• Tidak ada hasil yang ditemukan

Sejarah Konflik Pengelolaan Sumber Daya Hutan

Konflik kehutanan di kawasan Desa Kalimendong terjadi pada awal runtuhnya era Orde Baru pada tahun 1998. Konflik pada saat itu adalah banyaknya kasus penjarahan hutan yang dilakukan oleh oknum-oknum yang berasal dari Desa Kalimendong dan juga yang berasal dari luar Desa Kalimendong. Salah satu kasus yang terjadi adalah pada tahun 1998 terjadi penangkapan penjarahan kayu oleh pihak Perhutani, penangkapan tersebut dapat dilakukan karena adanya laporan dari masyarakat Desa Kalimendong yang melihat adanya kejadian penjarahan kayu di lahan hutan milik negara. Pada kejadian tersebut Perhutani menangkap sembilan (9) orang tersangka, salah satunya adalah warga Desa Kalimendong, warga tersebut adalah sebagai otak pelaku penjarahan hutan, selain itu Perhutani juga melakukan penyitaan barang bukti kayu pinus.
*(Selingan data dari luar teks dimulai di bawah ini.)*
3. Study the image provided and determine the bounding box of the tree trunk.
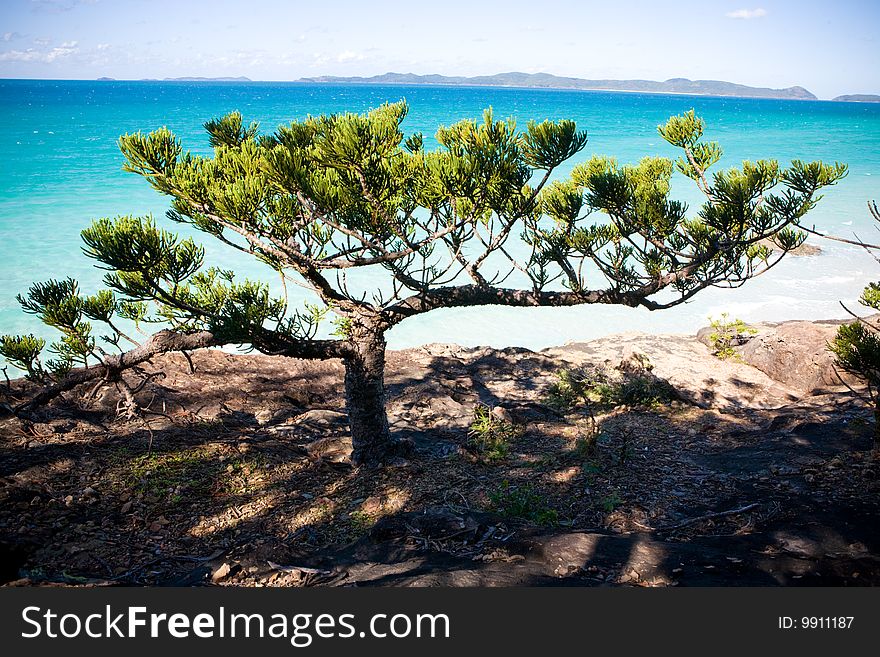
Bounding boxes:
[871,395,880,459]
[344,328,409,465]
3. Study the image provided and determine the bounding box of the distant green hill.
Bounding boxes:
[299,72,816,100]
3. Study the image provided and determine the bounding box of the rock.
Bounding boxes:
[294,408,348,431]
[737,321,855,393]
[211,562,232,584]
[617,347,654,375]
[254,408,274,426]
[306,436,352,463]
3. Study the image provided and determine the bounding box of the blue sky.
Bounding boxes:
[0,0,880,98]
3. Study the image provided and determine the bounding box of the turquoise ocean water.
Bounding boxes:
[0,80,880,348]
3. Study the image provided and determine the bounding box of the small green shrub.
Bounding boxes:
[468,404,523,461]
[599,493,623,513]
[709,313,758,360]
[489,481,559,525]
[546,367,678,411]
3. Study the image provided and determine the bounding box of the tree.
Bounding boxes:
[828,201,880,448]
[0,102,846,464]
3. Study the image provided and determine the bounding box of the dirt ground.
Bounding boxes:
[0,337,880,586]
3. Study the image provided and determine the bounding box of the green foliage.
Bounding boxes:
[709,313,758,360]
[599,493,623,513]
[828,321,880,389]
[468,404,523,461]
[489,481,559,525]
[0,334,46,380]
[3,101,848,436]
[546,367,678,412]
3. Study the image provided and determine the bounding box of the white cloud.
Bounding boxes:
[0,41,79,64]
[336,50,364,64]
[724,7,767,21]
[31,0,98,14]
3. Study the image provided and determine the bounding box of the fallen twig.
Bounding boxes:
[655,502,761,532]
[266,561,333,575]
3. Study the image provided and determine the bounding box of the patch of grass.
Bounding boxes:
[709,313,758,360]
[348,511,376,536]
[599,493,623,513]
[123,450,219,503]
[468,404,523,461]
[545,367,678,411]
[489,481,559,525]
[114,448,265,506]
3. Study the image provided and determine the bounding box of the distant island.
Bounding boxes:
[87,72,880,103]
[831,94,880,103]
[299,72,818,100]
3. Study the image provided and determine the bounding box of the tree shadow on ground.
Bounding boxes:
[0,350,880,586]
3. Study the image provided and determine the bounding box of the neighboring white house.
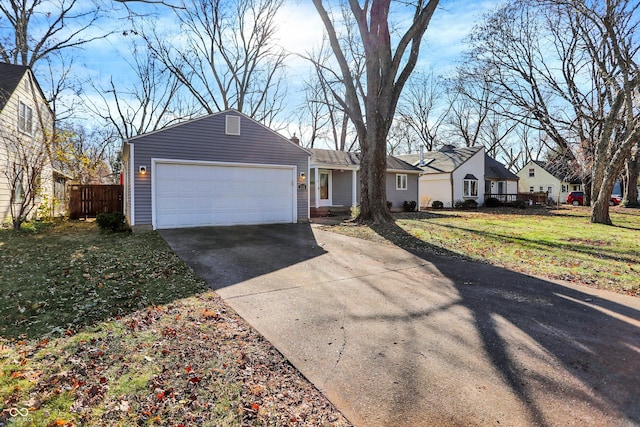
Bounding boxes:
[396,145,518,208]
[516,160,582,203]
[0,63,60,223]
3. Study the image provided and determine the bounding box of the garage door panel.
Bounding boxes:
[154,163,295,228]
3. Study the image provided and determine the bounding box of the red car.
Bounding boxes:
[567,191,622,206]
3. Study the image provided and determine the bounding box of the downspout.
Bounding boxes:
[449,172,455,208]
[127,142,136,227]
[307,156,311,221]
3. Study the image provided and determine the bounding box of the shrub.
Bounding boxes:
[484,197,500,208]
[402,200,418,212]
[96,212,130,233]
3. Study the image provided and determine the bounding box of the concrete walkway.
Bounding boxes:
[161,225,640,427]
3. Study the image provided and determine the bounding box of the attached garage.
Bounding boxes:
[122,110,310,230]
[152,160,297,228]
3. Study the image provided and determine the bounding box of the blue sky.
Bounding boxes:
[61,0,500,132]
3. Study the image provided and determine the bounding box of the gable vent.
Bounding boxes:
[225,116,240,135]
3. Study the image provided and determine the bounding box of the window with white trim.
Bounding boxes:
[396,173,407,190]
[18,101,33,134]
[463,179,478,197]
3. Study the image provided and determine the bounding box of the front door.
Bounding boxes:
[318,169,332,206]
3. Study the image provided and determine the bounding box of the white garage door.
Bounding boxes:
[153,163,296,228]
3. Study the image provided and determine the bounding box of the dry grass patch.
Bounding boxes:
[327,207,640,295]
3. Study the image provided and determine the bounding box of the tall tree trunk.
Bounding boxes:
[358,123,393,224]
[624,143,640,208]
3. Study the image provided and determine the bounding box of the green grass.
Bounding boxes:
[332,207,640,295]
[0,222,348,427]
[0,222,206,338]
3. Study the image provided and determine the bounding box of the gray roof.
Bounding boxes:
[309,148,421,172]
[484,154,520,181]
[533,160,582,184]
[396,145,482,173]
[0,62,29,111]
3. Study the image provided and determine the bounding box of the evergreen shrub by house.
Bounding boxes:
[96,212,130,233]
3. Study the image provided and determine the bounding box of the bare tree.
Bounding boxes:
[302,37,364,151]
[398,70,455,151]
[387,116,423,156]
[460,0,640,223]
[560,0,640,224]
[313,0,438,223]
[52,123,120,184]
[0,0,109,120]
[85,40,200,140]
[624,141,640,207]
[138,0,286,126]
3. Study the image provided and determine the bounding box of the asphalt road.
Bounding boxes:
[161,224,640,427]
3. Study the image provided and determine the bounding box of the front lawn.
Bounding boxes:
[329,207,640,295]
[0,222,207,338]
[0,222,349,427]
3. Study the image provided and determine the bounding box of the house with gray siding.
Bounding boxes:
[122,110,310,229]
[309,148,422,216]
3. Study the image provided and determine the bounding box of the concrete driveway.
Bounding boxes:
[161,224,640,427]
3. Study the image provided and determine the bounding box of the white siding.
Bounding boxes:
[0,71,54,222]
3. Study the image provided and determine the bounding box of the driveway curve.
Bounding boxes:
[161,224,640,427]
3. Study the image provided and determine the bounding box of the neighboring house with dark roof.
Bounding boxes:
[516,160,583,203]
[309,148,422,216]
[398,145,484,208]
[484,154,520,201]
[398,145,518,208]
[0,63,64,223]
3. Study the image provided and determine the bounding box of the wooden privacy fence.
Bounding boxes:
[69,185,123,219]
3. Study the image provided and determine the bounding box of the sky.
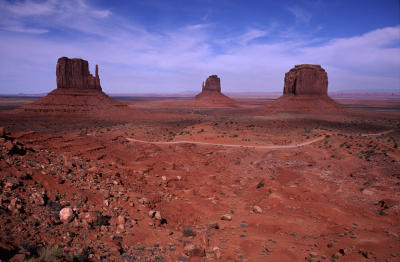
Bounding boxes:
[0,0,400,94]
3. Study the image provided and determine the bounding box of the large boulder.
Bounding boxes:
[56,57,101,90]
[283,64,328,96]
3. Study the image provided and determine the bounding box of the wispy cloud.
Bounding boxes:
[0,0,111,34]
[0,0,400,93]
[287,6,312,24]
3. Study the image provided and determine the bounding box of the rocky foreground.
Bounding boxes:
[0,113,400,261]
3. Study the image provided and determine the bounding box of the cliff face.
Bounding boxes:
[283,64,328,96]
[201,75,221,93]
[56,57,101,90]
[191,75,238,108]
[24,57,126,114]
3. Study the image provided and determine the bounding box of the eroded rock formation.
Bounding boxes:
[266,64,344,113]
[283,64,328,96]
[24,57,126,114]
[202,75,221,93]
[191,75,237,107]
[56,57,101,90]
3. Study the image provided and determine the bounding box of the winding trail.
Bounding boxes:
[126,136,325,149]
[126,129,395,149]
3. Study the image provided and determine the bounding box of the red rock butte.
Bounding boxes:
[266,64,344,113]
[190,75,238,107]
[56,57,101,90]
[24,57,126,114]
[283,64,328,96]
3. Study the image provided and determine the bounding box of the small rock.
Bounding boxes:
[253,206,262,214]
[182,225,196,237]
[183,242,206,257]
[7,198,22,213]
[31,192,45,206]
[221,214,232,221]
[60,207,74,223]
[0,126,6,137]
[149,210,162,220]
[117,215,125,225]
[208,222,219,229]
[4,140,14,151]
[139,197,150,205]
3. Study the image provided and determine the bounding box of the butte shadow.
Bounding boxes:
[23,57,131,115]
[265,64,345,113]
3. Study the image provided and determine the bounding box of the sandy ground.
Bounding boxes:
[0,98,400,261]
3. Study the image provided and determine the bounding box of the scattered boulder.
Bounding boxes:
[253,206,262,214]
[221,214,232,221]
[149,210,162,220]
[182,225,196,237]
[183,242,206,257]
[7,197,23,214]
[117,215,125,225]
[30,192,46,206]
[60,207,74,223]
[213,246,221,259]
[0,126,6,137]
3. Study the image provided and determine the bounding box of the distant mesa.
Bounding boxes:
[24,57,126,114]
[190,75,238,107]
[266,64,344,113]
[201,75,221,93]
[283,64,328,96]
[56,57,101,90]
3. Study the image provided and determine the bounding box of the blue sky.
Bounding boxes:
[0,0,400,94]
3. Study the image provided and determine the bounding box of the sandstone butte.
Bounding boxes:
[190,75,238,107]
[266,64,344,113]
[23,57,126,114]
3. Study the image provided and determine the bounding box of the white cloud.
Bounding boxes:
[0,0,400,93]
[287,6,312,24]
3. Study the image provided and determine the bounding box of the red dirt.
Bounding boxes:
[0,97,400,261]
Kemudian Perhutani bersama masyarakat melakukan perundingan terkait tindak lanjut dari penangkapan sembilan (9) tersangka ini, maka kemudian diputuskan hukuman denda yang kemudian uang denda tersebut akan dipergunakan untuk pembangunan masjid dan para tersangka tersebut diusir dari Desa Kalimendong. Banyaknya kasus penjarahan hutan pada masa itu kemudian menyebabkan lahan hutan negara mengalami kerusakan yang sangat parah, selain itu Perhutani juga selalu mencurigai masyarakat Kalimendong, sebagai pelaku penjarahan kayu di lahan negara. Hal tersebut dituturkan oleh Ketua LMDH Rimba Mulya bapak NS (42 tahun).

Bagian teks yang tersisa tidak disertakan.